Concurrence de boutiques

Parmi les politiques que l’extrême gauche paie aujourd’hui, il y a aussi l’incapacité à dépasser les querelles de boutiquiers, même, ou surtout, quand ils ont les mêmes articles à proposer. Bien sûr, chaque organisation a ses raisons d’exister indépendamment, des objectifs immédiats et une stratégie de construction qui lui sont propres. Cela ne justifie pas de refuser de s’allier quand d’évidence ce serait possible.

En tout cas, cela ne l’a rapidement plus justifié aux yeux des électeurs : ainsi, dès 2002 et le refus de LO d’aller à la présidentielle avec la LCR, qui proposait de le faire derrière la candidature d’Arlette Laguiller et pratiquement sur le programme de LO, l’épisode qui a marqué le plus grand succès électoral de l’extrême gauche fut aussi le début de son déclin (toujours électoral).

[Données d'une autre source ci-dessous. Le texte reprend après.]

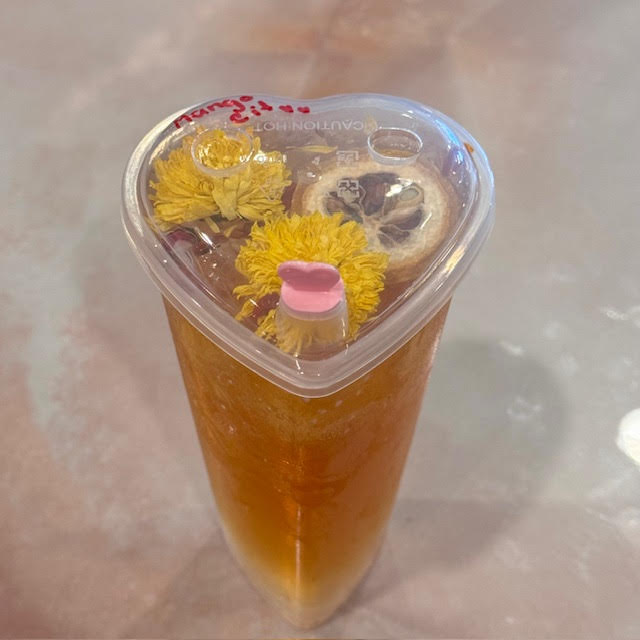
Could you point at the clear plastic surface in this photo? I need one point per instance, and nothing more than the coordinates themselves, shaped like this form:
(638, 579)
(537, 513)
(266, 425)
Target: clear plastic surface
(417, 182)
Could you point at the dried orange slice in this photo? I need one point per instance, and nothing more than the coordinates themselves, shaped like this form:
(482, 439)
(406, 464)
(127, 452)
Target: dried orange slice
(405, 209)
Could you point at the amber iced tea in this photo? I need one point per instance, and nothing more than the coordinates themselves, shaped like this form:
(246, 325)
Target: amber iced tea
(308, 267)
(304, 486)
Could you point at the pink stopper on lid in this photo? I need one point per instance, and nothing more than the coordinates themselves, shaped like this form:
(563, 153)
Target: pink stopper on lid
(310, 287)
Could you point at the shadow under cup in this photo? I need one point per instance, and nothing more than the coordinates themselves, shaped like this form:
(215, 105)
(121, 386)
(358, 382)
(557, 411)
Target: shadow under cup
(304, 486)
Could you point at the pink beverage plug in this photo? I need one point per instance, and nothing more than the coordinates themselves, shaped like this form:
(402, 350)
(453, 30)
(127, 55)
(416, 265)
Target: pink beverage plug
(312, 312)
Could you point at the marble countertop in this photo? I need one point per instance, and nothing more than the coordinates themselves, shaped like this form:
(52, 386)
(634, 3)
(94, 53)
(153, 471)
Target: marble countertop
(518, 515)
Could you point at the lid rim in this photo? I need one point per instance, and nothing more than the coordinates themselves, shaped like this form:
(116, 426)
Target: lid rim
(336, 371)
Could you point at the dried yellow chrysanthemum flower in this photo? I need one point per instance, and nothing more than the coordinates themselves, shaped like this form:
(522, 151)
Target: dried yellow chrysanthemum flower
(312, 238)
(183, 193)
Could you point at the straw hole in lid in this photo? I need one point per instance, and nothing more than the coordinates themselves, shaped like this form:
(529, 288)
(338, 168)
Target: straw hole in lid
(395, 146)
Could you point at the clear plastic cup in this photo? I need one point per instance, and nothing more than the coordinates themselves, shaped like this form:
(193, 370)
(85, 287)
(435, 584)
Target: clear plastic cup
(305, 404)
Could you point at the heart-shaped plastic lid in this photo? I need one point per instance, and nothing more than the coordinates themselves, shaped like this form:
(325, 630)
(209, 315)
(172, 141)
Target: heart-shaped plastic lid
(242, 207)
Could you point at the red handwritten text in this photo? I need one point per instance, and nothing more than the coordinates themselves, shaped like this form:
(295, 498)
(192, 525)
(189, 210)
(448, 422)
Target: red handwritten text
(240, 110)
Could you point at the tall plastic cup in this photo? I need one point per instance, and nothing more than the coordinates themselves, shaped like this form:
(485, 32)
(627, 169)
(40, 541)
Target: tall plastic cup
(307, 253)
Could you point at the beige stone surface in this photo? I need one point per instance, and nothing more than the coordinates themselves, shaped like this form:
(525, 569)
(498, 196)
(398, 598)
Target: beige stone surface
(518, 516)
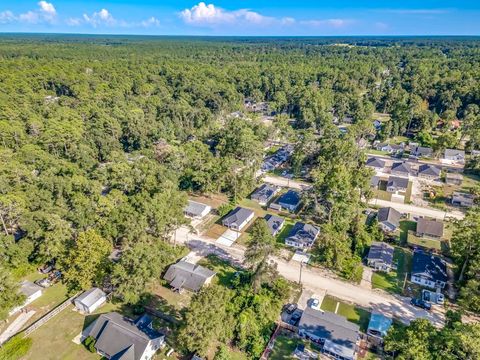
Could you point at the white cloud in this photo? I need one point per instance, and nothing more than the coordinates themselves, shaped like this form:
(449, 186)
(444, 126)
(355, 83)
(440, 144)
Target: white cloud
(203, 14)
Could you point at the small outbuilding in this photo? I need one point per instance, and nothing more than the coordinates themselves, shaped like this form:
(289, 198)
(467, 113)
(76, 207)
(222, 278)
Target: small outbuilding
(90, 300)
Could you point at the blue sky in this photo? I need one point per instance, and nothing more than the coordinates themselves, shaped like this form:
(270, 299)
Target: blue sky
(261, 17)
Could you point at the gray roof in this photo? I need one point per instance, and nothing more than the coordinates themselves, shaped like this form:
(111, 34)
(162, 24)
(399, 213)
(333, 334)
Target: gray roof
(90, 297)
(397, 182)
(303, 233)
(375, 162)
(188, 276)
(340, 335)
(389, 214)
(274, 222)
(428, 266)
(28, 288)
(264, 193)
(430, 227)
(237, 216)
(195, 208)
(120, 337)
(426, 169)
(402, 167)
(381, 251)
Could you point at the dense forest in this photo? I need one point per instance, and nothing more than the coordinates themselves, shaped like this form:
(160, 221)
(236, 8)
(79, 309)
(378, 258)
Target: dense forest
(102, 138)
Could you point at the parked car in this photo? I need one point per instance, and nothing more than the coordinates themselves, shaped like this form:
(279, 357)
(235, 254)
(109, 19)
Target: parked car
(295, 319)
(291, 308)
(421, 303)
(45, 282)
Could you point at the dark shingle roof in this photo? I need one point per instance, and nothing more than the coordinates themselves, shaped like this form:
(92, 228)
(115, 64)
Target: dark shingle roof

Et dans ces toutes récentes élections, le refus a priori de LO de discuter, même de la possibilité de listes et d’un programme commun aux deux organisations (alors que les deux ont finalement fait campagne sur des axes semblables : refus du nationalisme et opposition radicale au gouvernement de gauche), tout comme la politique du NPA, tenant la balance égale entre LO et le Front de gauche, ne manifestaient-ils pas... la volonté de se servir de ces élections pour marquer des points sur l’autre ? Cette fois LO a « gagné », comme dans d’autres élections le NPA, à la dernière présidentielle par exemple. Mais dans un match de la dernière catégorie, qui, contrairement au foot, ne sert même pas à monter en catégorie supérieure. Ni à l’organisation « gagnante », ni à l’extrême gauche révolutionnaire tout entière.

Et sur le terrain de l’implantation et des luttes ?

Bien sûr, tout cela ne concerne que le niveau électoral et non celui, essentiel, de l’implantation dans la classe ouvrière et les couches populaires, et de l’intervention dans leurs luttes. Là, LO a su au moins conserver la plus grande partie de son implantation, qui avait finalement débouché sur les succès électoraux d’Arlette Laguiller dans les années 1990. Le NPA lui, s’est pour l’essentiel contenté de proclamer que cette implantation était sa priorité – des mots sans plus.

Des luttes, pourtant, il y en a eu dans cette période de crise. Certaines ont même eu des militants révolutionnaires à leur tête, en particulier de LO (de Continental à Citroën), ce qui correspond à l’implantation de cette organisation, parfois aussi du NPA (Ford, La Poste). Nulle part pourtant, les révolutionnaires n’ont su ou pu ouvrir une autre perspective que celle d’un conflit local. Certes la tâche était plus que difficile et la réussite jamais garantie. Mais pire, souvent, ils ne l’ont pas vraiment tenté, chez Citroën par exemple. Nulle part donc ces luttes n’ont surmonté leur handicap initial, celui de rester isolées, sans lien entre elles et finalement défaites les unes après les autres. Cette absence de victoire marquante du mouvement ouvrier constitue sans doute l’explication de fond de la désillusion actuelle des classes populaires, et en conséquence du succès de la démagogie du FN, comme des résultats électoraux et du creux actuels du mouvement révolutionnaire.

Stagnation des uns, affaiblissement notoire des autres. Pourtant l’extrême gauche conserve des forces militantes. Et retrouve une oreille dans les couches populaires pour peu qu’elle s’adresse vraiment à une partie d’entre elles dans les usines et les quartiers. On l’a encore vu dans les places très peu nombreuses où des militants ont eu une véritable activité systématique lors de ces dernières et brèves campagnes électorales.

Les différentes organisations ne quitteront sans doute pas sans peine et sans efforts les différentes ornières dans lesquelles elles se sont enfoncées. C’est pourtant à cette condition que le mouvement révolutionnaire pourra reprendre du poil de la bête. C’est dans cette direction que nous, Fraction L’Étincelle, entendons continuer à œuvrer. Et nous ne devrions pas être seuls.